Il fait divers travaux en France (Saint-Malo, Alsace…) et à l’international (Belgique, Allemagne, Canada, Panama, Japon, Mexique, Etats-Unis). On peut en particulier citer l’Italie où il a fait un aménagement complet pour la chapelle de la communauté de Piturello à Torre de Roveri à Bergame (peintures, sculptures, vitraux, céramique du sol, mobilier liturgique, chasubles).

Il habite à Saint-Pierre de Chartreuse dans l’Isère à partir de 1986.

Pour avoir un aperçu de son œuvre à Saint-Hugues de Chartreuse, cliquez ici.


— Ses œuvres du 1% artistique dans l’agglomération grenobloise

Dans l’agglomération grenobloise, Arcabas a fait de nombreuses œuvres commandées grâce au 1% artistique entre 1958 et 1988. D’après le livre Un musée sans murs : la commande publique dans l’agglomération grenobloise depuis les années 50 (BAL Danielle & MOGER Danielle (coordination scientifique), Quetigny, 1999), il y aurait eu 18 œuvres (peintures, gravure sur béton), composées pour des lycées, des écoles, des établissements d’enseignement supérieur (l’IUT 1 et Sciences Po Grenoble), la Préfecture place de Verdun, et la station d’épuration au Fontanil-Cornillon.

Ces travaux ont à chaque fois une thématique philosophique, poétique, historique, légendaire ou mythologique, ou sont inspirés de contes : Le chevalier Bayard (1988) au lycée du Grésivaudan, Le Petit Poucet et Le Petit Chaperon Rouge pour des écoles à Saint-Martin-d’Hères, Tristan et Yseult pour le lycée des Eaux-Claires, La mer pour le lycée Guynemer… et bien d’autres.

A l’IUT 1 (quai Claude Bernard, 38000 Grenoble) sont exposés cinq tableaux de Jean-Marie Pirot : Les signes du Zodiaque (1961-1962).
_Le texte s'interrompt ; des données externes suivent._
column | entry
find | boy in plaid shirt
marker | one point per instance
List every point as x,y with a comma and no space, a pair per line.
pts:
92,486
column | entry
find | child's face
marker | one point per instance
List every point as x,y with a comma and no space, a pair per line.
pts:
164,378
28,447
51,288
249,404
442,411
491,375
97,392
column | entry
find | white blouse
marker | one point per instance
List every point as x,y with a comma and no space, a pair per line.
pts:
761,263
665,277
Cliquez ici pour accéder à la fiche complète de cette oeuvre.

Guerre et Paix, Jean-Marie Pirot (dit Arcabas), 1967-68

 

Peinture à l’huile sur panneaux de bois — hall d’entrée de Sciences Po Grenoble — 1030 avenue Centrale, 38400 Saint-Martin-d’Hères

 

Pour le panneau Paix, on remarque l’emploi de formes douces. Les courbes confèrent une certaine sérénité à l’esemble. On note la présence de croix en forme de X, motif récurrent dans l’œuvre de l’artiste, symbolisant l’union, signe de vie d’une grande richesse. Arcabas place également la figure de la colombe, symbole incontestable de la paix, qui n’est pas s’en rappeler Les Oiseaux de Braque.

Le cycle Guerre, quant à lui, est plus tourmenté. On remarque l’emploi de formes plus strictes avec des nombreux angles et lignes droites. L’ensemble parait comme fragmenté pareil au chaos de la guerre. Les lignes droites apportent une dynamique à cet ensemble mouvementé. Par ailleurs, on note la présence d’un crâne d’animal, élément qui rappelle les nombreuses victimes et la fatalité causées par la guerre.

Guerre et paix forment alors un ensemble complexe et d’une grande richesse symbolique.